Policies that allow undocumented immigrants to obtain hemodialysis only in emergencies hurt more than the patients themselves. The policies also take a toll on clinicians who feel forced to provide what they view as substandard care, according to the findings of a new study.
Moral distress, burnout, and frustration with inconsistent financial incentives were common themes shared by healthcare personnel from two safety net hospitals during study interviews.
"[O]ur study confirms others that have found that clinicians providing care for patients with complex needs in safety-net settings face high rates of professional burnout and that insufficient resources for patient care is a primary source of stress," Lilia Cervantes, MD, a hospital medicine specialist at Denver Health and the University of Colorado in Denver, and colleagues write.
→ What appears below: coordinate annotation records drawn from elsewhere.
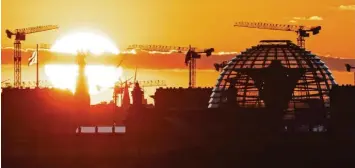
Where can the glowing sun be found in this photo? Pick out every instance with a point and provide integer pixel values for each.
(89, 42)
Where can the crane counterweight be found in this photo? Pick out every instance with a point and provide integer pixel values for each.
(190, 57)
(302, 31)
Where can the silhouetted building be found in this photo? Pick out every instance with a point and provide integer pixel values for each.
(275, 74)
(342, 105)
(182, 98)
(82, 90)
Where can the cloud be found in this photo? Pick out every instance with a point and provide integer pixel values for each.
(347, 7)
(305, 18)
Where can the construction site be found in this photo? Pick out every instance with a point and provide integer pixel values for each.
(275, 103)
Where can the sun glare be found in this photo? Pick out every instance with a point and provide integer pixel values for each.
(90, 42)
(62, 76)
The authors reported their results in an article published online May 21 in the Annals of Internal Medicine.
Another issue highlighted in this study are "the unintended consequences and ethical dilemmas health care policy can generate," Cervantes and colleagues add. These clinicians "regularly struggled to reconcile ethical principles of justice, beneficence, veracity, and respect for autonomy in a policy environment they believed supported none of these values."
The findings should "inform discussions of systemic approaches to support provision of adequate care based on medical need," the authors write.
On a more positive note, the study participants also said their experiences with providing emergency-only hemodialysis (EOHD) inspired them to advocate for their patients and renewed their feelings of professional altruism and responsibility.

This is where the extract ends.